Asian Shares Mixed Ahead Of Tariff Deadline, UK Election

Asian stocks ended mixed on Thursday as investors exercised caution ahead of a U.S.-China tariff deadline and the closely watched British election, with polls predicting a narrow Conservative win.

Chinese shares ended lower to snap a five-day winning run ahead of Trump's tariff decision. The benchmark Shanghai Composite index dropped 0.3 percent to 2,915.70 while Hong Kong's Hang Seng index ended up as much as 1.31 percent at 26,994.14.

Japanese shares ended on a flat note as a deadline for an additional round of U.S. tariffs on Chinese imports loomed and machinery orders data disappointed. The Nikkei average edged up 0.14 percent to 23,424.81, while the broader Topix index closed 0.12 percent lower at 1,712.83.

The total value of core machine orders in Japan was down a seasonally adjusted 6.0 percent sequentially in October, the Cabinet Office said. That missed forecasts for an increase of 0.7 percent following the 2.9 percent decline in September.

On a yearly basis, core machine orders sank 6.1 percent - again missing expectations for a drop of 1.9 percent following the 5.1 percent jump in the previous month.

Uncertainties over the global outlook continue to warrant attention and the Bank of Japan is cautious about future developments, Masayoshi Amamiya, BoJ deputy governor told business leaders in Okayama today.

Semiconductor firms followed their U.S. peers higher after the Philadelphia semiconductor index rose more than 2 percent to a record high on Wednesday. Advantest, Sumco and Tokyo Electron soared 3-5 percent.

Otsuka Kagu jumped nearly 31 percent on reports that electrical appliance store chain Yamada Denki Co. will buy a majority stake in the troubled furniture store chain operator.

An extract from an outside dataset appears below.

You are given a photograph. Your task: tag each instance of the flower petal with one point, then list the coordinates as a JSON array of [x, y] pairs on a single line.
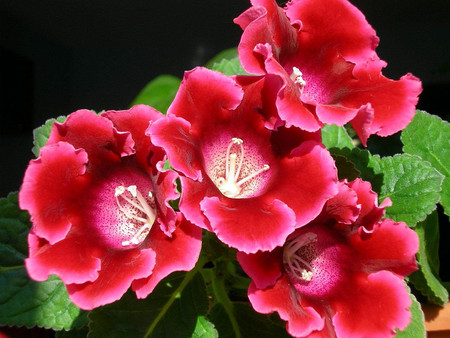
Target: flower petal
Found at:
[[372, 306], [179, 253], [52, 189], [284, 299], [73, 259], [378, 251], [118, 270], [249, 225]]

Australian markets fell notably, dragged down by financials. The benchmark S&P/ASX 200 index dropped 43.80 points, or 0.65 percent, to 6,708.80 while the broader All Ordinaries index ended down 42.40 points, or 0.62 percent, at 6,810.80.

Westpac Banking Corp declined 1.2 percent as its board faced intense scrutiny over the money-laundering and child exploitation scandal at a marathon annual general meeting. The other three banks fell between 0.7 percent and 1.3 percent.

Energy stocks finished broadly lower after a surprise climb in U.S. crude inventories hit oil prices. Oil and gas explorer FAR slumped 24 percent after it completed a A$146 million placement to fund development of a Senegal oil field project.

Lynas Corp soared 9.7 percent after Reuters reported that the U.S. Army plans to make its first financial investment into commercial-scale rare earths production since World War Two.

New Zealand shares fluctuated before finishing marginally higher, with the benchmark S&P/NZX 50 index ending up 16.02 points, or 0.14 percent, at 11,307.98.

Seoul stocks rose for a fifth straight session, helped by massive foreign buying after the Federal Reserve signaled it would stay on hold through 2020.

The benchmark Kospi climbed 31.73 points, or 1.51 percent, to 2,137.35, with tech stocks Samsung Electronics and SK Hynix surging around 3 percent.

New Zealand food prices declined for the second straight month in November, Statistics NZ reported today. Food prices dropped 0.7 percent on a monthly basis, following a 0.3 percent fall in October.

U.S. stocks edged up marginally overnight after the Federal Reserve left interest rates unchanged, as widely expected, and indicated it would not tighten monetary policy prematurely.

The Dow Jones Industrial Average crept up 0.1 percent, the tech-heavy Nasdaq Composite gained 0.4 percent and the S&P 500 added 0.3 percent.